In one embodiment, a first vehicle is operated in a first mode using data from one or more sensors to control a speed of the first vehicle while maintaining at least a minimum distance from a second vehicle. It is determined that the data from the sensor is not usable to measure a distance from the first vehicle to the second vehicle (e.g., due to sunlight shining on a camera lens). In response to determining that the data from the sensor is not usable to measure the distance, the first vehicle is operated in a second mode to maintain a constant speed of the first vehicle. The driver is alerted and required to approve the second mode, and the second mode includes continuing to maintain a constant speed (e.g., control to a speed set point), but without using the distance control as in ACC. The driver is responsible for watching the second vehicle and manually braking the first vehicle as required for safe operation when in the second mode. In one example, the driver would not be able to discern that the first vehicle is operating in the second mode as the same speed is maintained. Thus, the alert and approval of the driver is required as described herein to avoid causing a vehicle operation safety risk.

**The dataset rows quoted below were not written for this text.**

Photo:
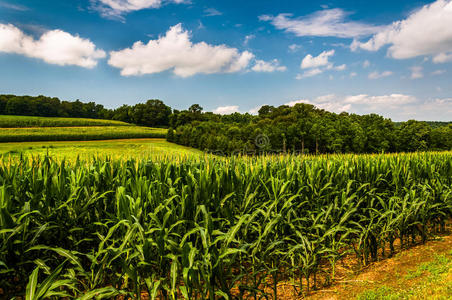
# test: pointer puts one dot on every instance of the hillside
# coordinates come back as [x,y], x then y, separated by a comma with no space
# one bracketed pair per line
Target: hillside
[28,129]
[28,121]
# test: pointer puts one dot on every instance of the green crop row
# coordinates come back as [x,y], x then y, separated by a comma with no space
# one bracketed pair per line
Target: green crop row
[207,227]
[27,121]
[78,133]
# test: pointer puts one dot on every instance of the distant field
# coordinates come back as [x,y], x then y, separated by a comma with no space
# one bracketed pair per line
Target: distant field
[124,149]
[78,133]
[27,121]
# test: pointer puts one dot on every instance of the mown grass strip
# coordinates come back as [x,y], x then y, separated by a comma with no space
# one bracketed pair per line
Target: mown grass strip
[78,133]
[7,121]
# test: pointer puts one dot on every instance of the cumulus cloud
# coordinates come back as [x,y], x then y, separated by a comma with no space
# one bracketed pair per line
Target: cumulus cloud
[416,72]
[226,110]
[396,106]
[325,23]
[248,38]
[438,72]
[378,75]
[294,48]
[115,8]
[316,65]
[427,31]
[174,51]
[268,66]
[341,67]
[322,59]
[17,7]
[211,12]
[442,58]
[54,47]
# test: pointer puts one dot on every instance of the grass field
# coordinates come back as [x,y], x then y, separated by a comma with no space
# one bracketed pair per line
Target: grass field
[117,149]
[78,133]
[7,121]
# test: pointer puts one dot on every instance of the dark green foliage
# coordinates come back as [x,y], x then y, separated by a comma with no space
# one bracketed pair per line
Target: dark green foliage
[306,129]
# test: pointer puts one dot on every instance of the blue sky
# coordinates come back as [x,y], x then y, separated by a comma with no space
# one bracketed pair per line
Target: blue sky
[393,58]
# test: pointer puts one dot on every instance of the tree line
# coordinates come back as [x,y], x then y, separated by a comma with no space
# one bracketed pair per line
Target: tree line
[152,113]
[302,128]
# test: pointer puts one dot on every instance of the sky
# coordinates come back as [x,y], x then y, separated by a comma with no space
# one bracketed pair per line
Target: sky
[393,58]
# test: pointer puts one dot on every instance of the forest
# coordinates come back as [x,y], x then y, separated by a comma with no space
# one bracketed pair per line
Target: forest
[302,128]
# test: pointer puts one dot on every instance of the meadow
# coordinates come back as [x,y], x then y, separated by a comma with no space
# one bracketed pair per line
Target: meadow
[7,121]
[204,227]
[155,148]
[78,133]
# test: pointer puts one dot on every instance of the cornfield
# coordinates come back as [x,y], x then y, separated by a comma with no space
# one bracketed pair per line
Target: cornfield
[207,227]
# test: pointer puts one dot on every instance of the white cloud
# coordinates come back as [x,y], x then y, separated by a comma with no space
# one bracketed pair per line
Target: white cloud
[320,103]
[327,22]
[366,64]
[392,99]
[438,72]
[314,62]
[270,66]
[399,106]
[174,51]
[226,110]
[341,67]
[309,73]
[318,64]
[427,31]
[115,8]
[294,48]
[377,75]
[442,58]
[13,6]
[248,38]
[54,47]
[211,12]
[416,72]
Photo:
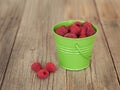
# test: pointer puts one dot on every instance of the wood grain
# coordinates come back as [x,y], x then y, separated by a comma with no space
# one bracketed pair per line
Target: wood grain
[110,20]
[10,17]
[31,40]
[35,43]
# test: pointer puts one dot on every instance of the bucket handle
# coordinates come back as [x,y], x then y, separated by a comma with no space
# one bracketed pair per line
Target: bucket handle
[78,48]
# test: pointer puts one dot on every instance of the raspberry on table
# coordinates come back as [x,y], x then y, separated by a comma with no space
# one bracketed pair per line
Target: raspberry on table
[62,30]
[50,67]
[43,73]
[36,66]
[78,24]
[82,36]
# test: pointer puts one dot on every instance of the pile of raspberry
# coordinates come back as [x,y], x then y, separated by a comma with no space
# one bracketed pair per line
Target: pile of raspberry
[76,30]
[43,72]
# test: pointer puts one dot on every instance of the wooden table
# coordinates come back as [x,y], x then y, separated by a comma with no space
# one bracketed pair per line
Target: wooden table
[26,37]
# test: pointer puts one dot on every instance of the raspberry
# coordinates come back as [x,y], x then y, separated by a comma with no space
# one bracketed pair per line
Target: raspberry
[70,35]
[87,24]
[74,29]
[36,66]
[90,32]
[82,36]
[78,24]
[43,73]
[50,67]
[62,30]
[83,31]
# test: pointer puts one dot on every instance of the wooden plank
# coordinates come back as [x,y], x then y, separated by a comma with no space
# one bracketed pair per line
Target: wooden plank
[10,17]
[35,43]
[110,19]
[101,74]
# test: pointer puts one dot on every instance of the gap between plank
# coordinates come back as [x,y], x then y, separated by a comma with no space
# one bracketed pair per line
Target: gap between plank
[11,51]
[106,41]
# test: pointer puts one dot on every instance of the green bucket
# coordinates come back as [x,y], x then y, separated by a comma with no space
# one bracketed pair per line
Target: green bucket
[73,54]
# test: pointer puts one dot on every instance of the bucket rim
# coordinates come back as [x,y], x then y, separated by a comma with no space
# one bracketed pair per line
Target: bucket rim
[81,21]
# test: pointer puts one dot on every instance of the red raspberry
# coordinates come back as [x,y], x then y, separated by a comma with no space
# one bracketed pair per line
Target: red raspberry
[50,67]
[70,35]
[83,31]
[74,29]
[87,24]
[82,36]
[36,66]
[78,24]
[90,32]
[43,73]
[62,30]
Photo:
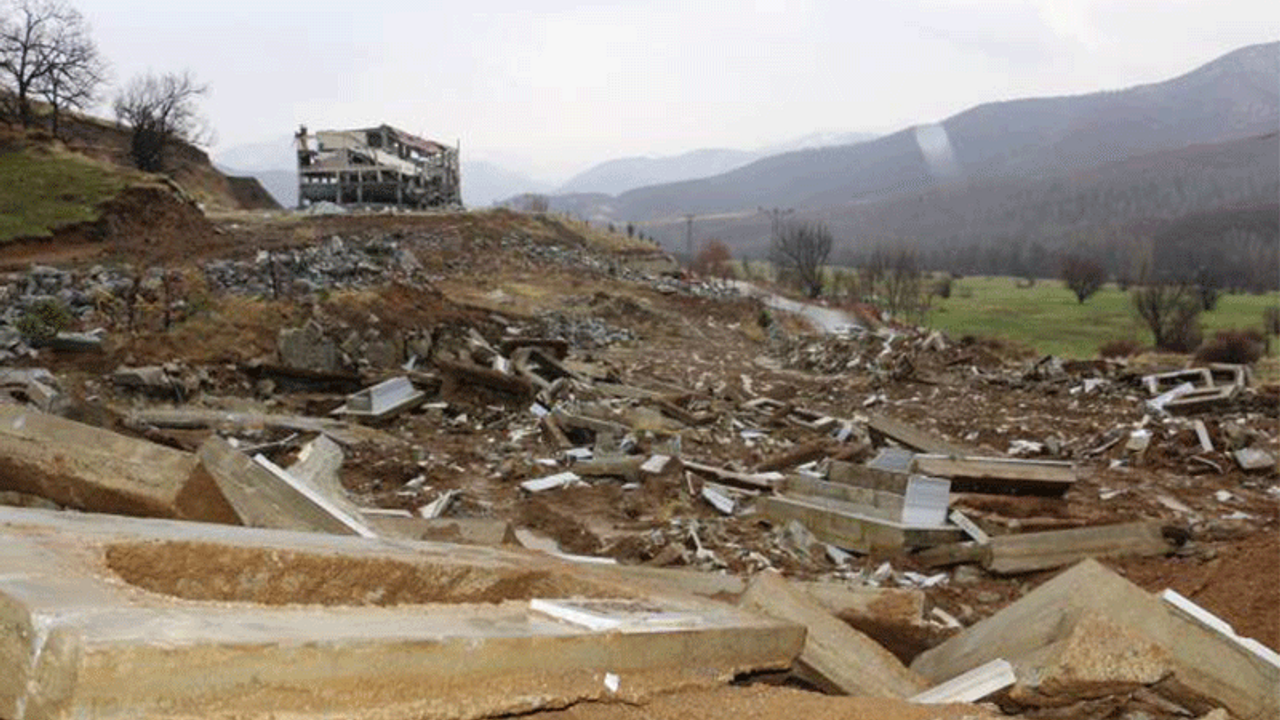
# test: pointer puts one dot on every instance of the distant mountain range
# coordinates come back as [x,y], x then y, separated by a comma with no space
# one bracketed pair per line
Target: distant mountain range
[618,176]
[485,183]
[1230,98]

In one example, the vehicle changes from normal ACC operation in a first mode to operation in a second mode where the vehicle is kept at a constant speed and without requiring that distance to the second vehicle be sufficiently measurable. The driver is required to provide confirmation via a user interface before the vehicle continues to maintain speed. In one example, the maintained speed is the speed of the first vehicle at the time when it is determined that the sensor data is insufficient to measure a distance from the first vehicle to the second vehicle. In one example, the maintained speed is a set point speed that was being used to control speed when in the first mode.

In one example, a vehicle uses ACC in a first mode. In the second mode, the ACC continues to operate, but a processor temporarily ignores an inability to measure a distance from the first vehicle to the second vehicle due to insufficient sensor data (e.g., camera is disabled by direct or stray sunlight, or light from a headlight or street light so that a distance to the second vehicle is not able to be measured in the event that there were an actual emergency need for slowing down the vehicle to avoid a collision). The temporary ignoring is subject to the driver providing a positive confirmation that operation in the second mode is permitted. This is to make the operation of the vehicle safer. The vehicle returns to the first mode when the sensor data again permits measuring the distance to the second vehicle. The driver is alerted of the return to the first mode by a user interface indication (e.g., a visual and/or sound indication).

In one example, the first vehicle operates in ACC in the first mode. Operation is the same or similar to conventional cruise control in that a constant speed is maintained. The first vehicle further monitors the distance to other objects (e.g., the second vehicle being followed). When operation of the first vehicle is changed to the second mode, the constant speed is maintained, but the distance measurement capability has been lost, or is below an acceptable standard (e.g., an accuracy or precision threshold). The driver is required to approve operation in the second mode prior to the change from the first mode to the second mode.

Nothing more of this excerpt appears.